I guess we’re all still interested in the phenomenon of Steve Jobs, and we probably remember how he visited Xerox’s Palo Alto Research Center (PARC) back in December 1979 and saw a demonstration of prototype technologies that included bit-mapped video displays, graphical user interfaces (GUI) and different types of mouse, and immediately realised that these prototypes had the potential to differentiate future Apple computers. We note how Jobs had to go all the way to the top of Xerox to demand a private demonstration for Apple technical experts, and the (longer than expected) march to the ground-breaking Apple Macintosh began, followed by Bill Gates supporting software development for the Mac in order to learn about graphical environments, which ultimately led to the inclusion of Macintosh features in Windows. And the rest is history.
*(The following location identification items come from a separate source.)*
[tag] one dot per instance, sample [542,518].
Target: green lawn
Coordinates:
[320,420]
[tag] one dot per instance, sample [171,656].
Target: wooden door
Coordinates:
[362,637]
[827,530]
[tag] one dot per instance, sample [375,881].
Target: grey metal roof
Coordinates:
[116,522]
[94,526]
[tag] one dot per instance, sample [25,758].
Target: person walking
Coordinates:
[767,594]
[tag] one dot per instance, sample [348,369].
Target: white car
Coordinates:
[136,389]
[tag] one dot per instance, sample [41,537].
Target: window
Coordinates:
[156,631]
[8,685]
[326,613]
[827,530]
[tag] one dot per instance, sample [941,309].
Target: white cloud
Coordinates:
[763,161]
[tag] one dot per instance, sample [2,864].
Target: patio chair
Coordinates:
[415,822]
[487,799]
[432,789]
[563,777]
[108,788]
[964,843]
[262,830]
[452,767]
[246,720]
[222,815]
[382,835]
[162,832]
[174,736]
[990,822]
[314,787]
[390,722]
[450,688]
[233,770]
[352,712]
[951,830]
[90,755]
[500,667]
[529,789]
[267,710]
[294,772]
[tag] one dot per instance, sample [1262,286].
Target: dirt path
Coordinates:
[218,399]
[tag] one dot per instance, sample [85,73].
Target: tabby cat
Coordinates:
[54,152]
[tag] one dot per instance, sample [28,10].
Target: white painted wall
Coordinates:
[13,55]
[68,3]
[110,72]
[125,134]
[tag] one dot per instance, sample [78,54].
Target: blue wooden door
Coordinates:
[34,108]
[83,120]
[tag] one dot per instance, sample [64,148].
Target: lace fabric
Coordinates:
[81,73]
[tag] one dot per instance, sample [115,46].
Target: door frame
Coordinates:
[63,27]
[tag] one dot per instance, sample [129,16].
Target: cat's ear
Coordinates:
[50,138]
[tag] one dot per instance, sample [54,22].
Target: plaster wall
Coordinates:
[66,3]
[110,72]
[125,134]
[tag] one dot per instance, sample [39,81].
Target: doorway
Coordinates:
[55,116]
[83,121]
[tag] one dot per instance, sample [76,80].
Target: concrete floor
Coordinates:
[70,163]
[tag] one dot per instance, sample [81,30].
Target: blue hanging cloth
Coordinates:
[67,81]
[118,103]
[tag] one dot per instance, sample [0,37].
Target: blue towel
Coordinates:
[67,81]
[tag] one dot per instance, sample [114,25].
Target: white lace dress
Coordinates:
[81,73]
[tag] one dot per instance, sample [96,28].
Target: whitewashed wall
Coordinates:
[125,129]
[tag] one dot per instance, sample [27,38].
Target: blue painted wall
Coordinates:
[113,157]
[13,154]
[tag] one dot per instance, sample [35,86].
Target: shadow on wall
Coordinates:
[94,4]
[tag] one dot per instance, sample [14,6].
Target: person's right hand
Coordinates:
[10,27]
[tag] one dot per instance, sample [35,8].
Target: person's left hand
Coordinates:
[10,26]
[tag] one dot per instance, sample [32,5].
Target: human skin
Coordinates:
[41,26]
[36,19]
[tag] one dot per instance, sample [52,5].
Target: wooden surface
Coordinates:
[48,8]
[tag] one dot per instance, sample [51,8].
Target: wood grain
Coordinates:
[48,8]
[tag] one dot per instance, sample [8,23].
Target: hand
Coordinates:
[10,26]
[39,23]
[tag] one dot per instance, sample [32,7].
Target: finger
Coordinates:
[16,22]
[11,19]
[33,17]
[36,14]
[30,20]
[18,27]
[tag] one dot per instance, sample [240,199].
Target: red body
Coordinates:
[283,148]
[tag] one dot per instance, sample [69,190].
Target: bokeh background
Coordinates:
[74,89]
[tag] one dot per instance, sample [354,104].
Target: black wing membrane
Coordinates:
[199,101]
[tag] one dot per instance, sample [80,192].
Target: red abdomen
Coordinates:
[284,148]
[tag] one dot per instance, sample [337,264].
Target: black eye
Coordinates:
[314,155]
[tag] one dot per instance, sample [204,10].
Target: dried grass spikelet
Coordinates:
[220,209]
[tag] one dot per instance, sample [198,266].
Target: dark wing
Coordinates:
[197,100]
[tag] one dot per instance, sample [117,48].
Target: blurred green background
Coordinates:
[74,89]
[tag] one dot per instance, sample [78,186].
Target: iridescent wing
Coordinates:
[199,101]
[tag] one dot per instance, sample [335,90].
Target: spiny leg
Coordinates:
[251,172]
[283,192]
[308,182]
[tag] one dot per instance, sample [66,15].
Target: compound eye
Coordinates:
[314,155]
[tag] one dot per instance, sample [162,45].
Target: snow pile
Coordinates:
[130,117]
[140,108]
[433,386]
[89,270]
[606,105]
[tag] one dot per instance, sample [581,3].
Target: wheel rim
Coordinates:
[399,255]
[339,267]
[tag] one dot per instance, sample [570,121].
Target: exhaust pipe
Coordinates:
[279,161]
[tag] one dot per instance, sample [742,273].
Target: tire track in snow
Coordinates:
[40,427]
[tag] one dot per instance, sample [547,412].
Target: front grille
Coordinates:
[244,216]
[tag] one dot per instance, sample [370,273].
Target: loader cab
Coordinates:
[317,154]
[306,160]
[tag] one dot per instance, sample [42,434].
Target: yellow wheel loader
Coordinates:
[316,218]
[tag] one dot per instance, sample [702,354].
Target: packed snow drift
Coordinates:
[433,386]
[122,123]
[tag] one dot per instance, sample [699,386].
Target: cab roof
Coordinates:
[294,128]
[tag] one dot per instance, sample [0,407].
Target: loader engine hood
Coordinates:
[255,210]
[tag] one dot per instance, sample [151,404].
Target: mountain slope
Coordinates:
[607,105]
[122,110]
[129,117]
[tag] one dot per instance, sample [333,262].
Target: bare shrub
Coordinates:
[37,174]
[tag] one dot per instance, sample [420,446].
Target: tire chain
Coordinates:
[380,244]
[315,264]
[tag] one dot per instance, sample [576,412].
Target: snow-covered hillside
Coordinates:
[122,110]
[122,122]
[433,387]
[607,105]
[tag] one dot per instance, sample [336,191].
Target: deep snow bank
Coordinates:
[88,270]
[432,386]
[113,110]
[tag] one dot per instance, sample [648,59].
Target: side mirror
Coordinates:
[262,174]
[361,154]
I have to admit I have always wondered about the nature of Xerox itself in funding research into the man-machine interface and yet being so focused on exploiting only technologies those that assisted the photocopier business.  Interestingly in 2010 Henry Chesborough, reflecting on barriers to innovation noted the impact of legacy innovation assets and models as blockers for new ideas making the transition into technologies and declared that (in effect) successful innovation would require a form of agile innovation leadership to overcome the legacy or Zombie Innovation Trap of currently-successful models of doing business.

This phenomenon of being trapped in a particular business context and unable to visualize or move to alternative business contexts (new customers, new jobs) to create or exploit new value is a classic Zombie characteristic. If you go back to the observations made in an earlier blog “How to Spot a Zombie Organization” you will remember the basic points that indicate a Zombie Organization (ZO), in that just like Zombies in films they carry their embedded “innovation trap” behaviours around with them in that their

a) Hunger for fresh human flesh is insatiable, similarly ZOs consume people, they literally use up their energy through innovation mono-culture strategies that are ultimately counter-productive (making dead models more efficient, instead of killing off).

b) Ability to work things out for themselves (like how to open doors and drive cars) or any complex co-ordinated activity is severely restricted: thus ZOs lack agility and adaptability.

c) Movement is always clumsy, that ZOs are clumsy because they pay no attention to their context. They are perpetually surprised when their environment changes.

At this point it becomes clear that the development of Agile Innovation Leadership is at a premium because it understands and anticipates the nature of the Zombie Innovation Trap, and has the skills to build new freedoms to innovate by consciously constructing and gaming innovation models that fit to the idea, instead of excluding ideas that cannot be exploited within your legacy innovation and business models.